De Jong: "... And with a driver who turns off the radio while unloading. By the way, Über is an example of an innovative development from which shippers can learn. Apart from the discussion about safety, Über has introduced a new logistics model that is purely data-based. Cars are used on the basis of variables such as demand, location, desired delivery time and quantity. We can learn from this. What matters to us is that the lorry has to reach the store on time, whether it's a car of our own or a lorry from another network. By linking networks based on available information, we can drive much more efficiently. Incidentally, this is already happening on a small scale. For example, there are trucks that first do a ride for Ahold and then pick up a ride for Jumbo. Thanks to digitisation, we can go much further towards central control".

Platooning
Vendrig: "Platooning is an interesting phenomenon, because our trucks drive a large part on the motorway. Then platooning is an option to save fuel and ensure a better flow of transport. I doubt whether it will bring much immediate benefit to the driver. He really can't sit quietly in the back seat all of a sudden. I have a lot of contact with Delft University of Technology, which is active in robotics. Their analysis is that platooning is certainly not going to help us for the next ten years".

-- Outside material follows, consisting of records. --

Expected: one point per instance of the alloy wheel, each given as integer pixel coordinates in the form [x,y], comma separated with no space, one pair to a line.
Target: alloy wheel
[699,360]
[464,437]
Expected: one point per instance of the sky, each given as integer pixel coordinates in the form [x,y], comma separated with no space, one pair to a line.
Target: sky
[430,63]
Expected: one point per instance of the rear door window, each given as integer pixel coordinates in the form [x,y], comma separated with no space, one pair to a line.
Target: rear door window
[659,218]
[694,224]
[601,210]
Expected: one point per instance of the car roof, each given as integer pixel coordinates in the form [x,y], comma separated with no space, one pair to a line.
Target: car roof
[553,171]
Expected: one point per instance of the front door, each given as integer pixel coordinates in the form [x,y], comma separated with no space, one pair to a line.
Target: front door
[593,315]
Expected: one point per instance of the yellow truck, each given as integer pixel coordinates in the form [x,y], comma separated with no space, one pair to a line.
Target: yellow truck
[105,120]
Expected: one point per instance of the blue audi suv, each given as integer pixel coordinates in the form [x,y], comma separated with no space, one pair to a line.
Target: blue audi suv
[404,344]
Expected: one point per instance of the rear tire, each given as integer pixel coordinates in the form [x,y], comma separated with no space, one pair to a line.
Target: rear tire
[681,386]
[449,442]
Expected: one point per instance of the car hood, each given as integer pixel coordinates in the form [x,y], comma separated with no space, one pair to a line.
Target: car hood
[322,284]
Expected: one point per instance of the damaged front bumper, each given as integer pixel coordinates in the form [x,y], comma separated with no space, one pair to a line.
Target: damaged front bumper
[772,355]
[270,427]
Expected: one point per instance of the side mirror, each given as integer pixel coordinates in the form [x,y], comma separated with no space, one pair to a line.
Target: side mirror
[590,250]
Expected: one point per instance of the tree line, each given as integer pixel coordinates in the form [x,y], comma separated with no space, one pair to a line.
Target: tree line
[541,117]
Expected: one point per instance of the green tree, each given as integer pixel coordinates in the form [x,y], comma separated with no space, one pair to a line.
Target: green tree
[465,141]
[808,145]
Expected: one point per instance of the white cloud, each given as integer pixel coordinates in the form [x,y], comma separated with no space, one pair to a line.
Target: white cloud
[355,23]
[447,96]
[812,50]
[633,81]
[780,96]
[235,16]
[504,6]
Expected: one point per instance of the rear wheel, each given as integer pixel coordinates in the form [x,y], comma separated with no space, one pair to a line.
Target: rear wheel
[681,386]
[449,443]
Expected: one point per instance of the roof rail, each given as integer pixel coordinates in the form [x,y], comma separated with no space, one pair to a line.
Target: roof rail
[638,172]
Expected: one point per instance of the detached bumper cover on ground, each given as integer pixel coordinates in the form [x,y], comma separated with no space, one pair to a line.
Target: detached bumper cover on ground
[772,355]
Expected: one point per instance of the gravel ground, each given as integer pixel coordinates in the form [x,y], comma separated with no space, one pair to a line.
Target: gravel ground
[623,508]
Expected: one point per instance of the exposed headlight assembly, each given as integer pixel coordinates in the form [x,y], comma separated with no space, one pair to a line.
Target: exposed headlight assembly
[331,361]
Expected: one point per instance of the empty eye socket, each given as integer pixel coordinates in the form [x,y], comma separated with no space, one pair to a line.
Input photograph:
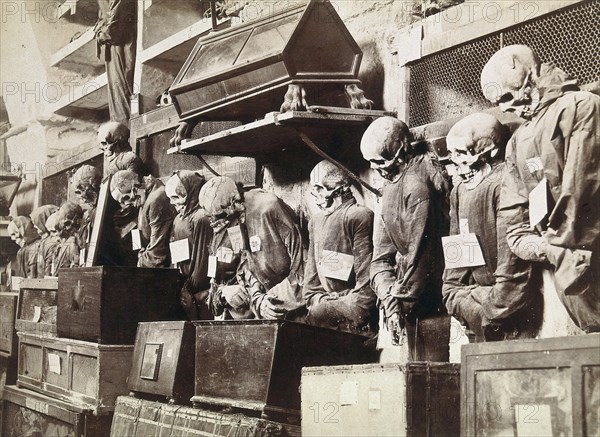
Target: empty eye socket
[506,97]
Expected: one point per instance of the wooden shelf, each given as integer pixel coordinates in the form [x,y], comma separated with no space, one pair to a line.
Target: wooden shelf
[176,48]
[279,131]
[85,101]
[79,56]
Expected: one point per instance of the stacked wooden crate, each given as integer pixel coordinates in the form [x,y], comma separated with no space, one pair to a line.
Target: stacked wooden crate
[75,346]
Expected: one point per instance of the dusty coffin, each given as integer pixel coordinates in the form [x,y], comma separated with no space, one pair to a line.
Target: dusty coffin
[244,71]
[8,335]
[143,418]
[26,413]
[255,365]
[531,387]
[37,306]
[163,360]
[88,374]
[104,304]
[416,399]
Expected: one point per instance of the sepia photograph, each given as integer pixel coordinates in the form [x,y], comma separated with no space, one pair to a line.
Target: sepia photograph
[300,218]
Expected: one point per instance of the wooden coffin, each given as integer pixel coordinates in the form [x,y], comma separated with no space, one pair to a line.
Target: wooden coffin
[8,335]
[142,418]
[548,387]
[37,306]
[416,399]
[256,365]
[104,304]
[26,413]
[75,371]
[163,360]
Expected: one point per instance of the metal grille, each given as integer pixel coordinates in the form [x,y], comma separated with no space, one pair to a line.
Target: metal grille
[446,84]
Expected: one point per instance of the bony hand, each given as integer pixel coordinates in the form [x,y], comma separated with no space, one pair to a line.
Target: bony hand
[395,325]
[270,309]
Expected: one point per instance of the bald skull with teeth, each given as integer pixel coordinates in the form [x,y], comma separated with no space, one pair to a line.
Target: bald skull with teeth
[475,143]
[508,80]
[386,144]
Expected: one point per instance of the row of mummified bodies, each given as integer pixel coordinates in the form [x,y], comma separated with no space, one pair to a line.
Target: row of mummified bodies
[248,257]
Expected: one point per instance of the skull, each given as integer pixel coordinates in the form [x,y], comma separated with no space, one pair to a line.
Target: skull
[222,201]
[327,182]
[386,145]
[87,184]
[474,143]
[69,219]
[177,193]
[127,188]
[52,226]
[508,80]
[113,138]
[15,234]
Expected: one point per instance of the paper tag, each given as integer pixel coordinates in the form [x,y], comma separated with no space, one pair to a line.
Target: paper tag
[336,265]
[212,266]
[255,243]
[374,400]
[54,363]
[349,393]
[462,251]
[532,420]
[37,314]
[538,203]
[225,255]
[463,225]
[15,283]
[236,238]
[136,239]
[180,250]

De Jong: "The question remains: do we find a self-propelled 18-metre-long truck socially acceptable? I don't see that yet. I do think that digitisation can help to link passenger cars to each other more efficiently. If they automatically adjust their speed to each other, there will soon be no more traffic jams and Jon Bakker can retire early".

Smart algorithms
De Jong: "I fully integrate up-to-date traffic information and weather forecasts into our planning. At the moment, we sometimes arrive at a shop too late, while our planning based on digital data should allow us to arrive on time. So there's something else there. In the future, thanks to ever smarter algorithms and a self-learning planning system, we will be able to predict what time you will be a week in advance. If you are too late, it is possible that a shelf becomes empty. It interacts like this. I love people and it's out of love for them that I think we can't leave the planning to them."

Vendrig: "In our distribution centre in Geldermalsen there is a club of people who are busy adjusting schedules on a daily basis. They make interventions based on up-to-date information. The question is: can we measure the quality of the intervention afterwards? Was it a good decision or should we have done something else or nothing at all? Algorithms will soon be so smart that they will take over that task completely. And the driver? He gets in and is sure his working day will be over at 5:00 in the afternoon."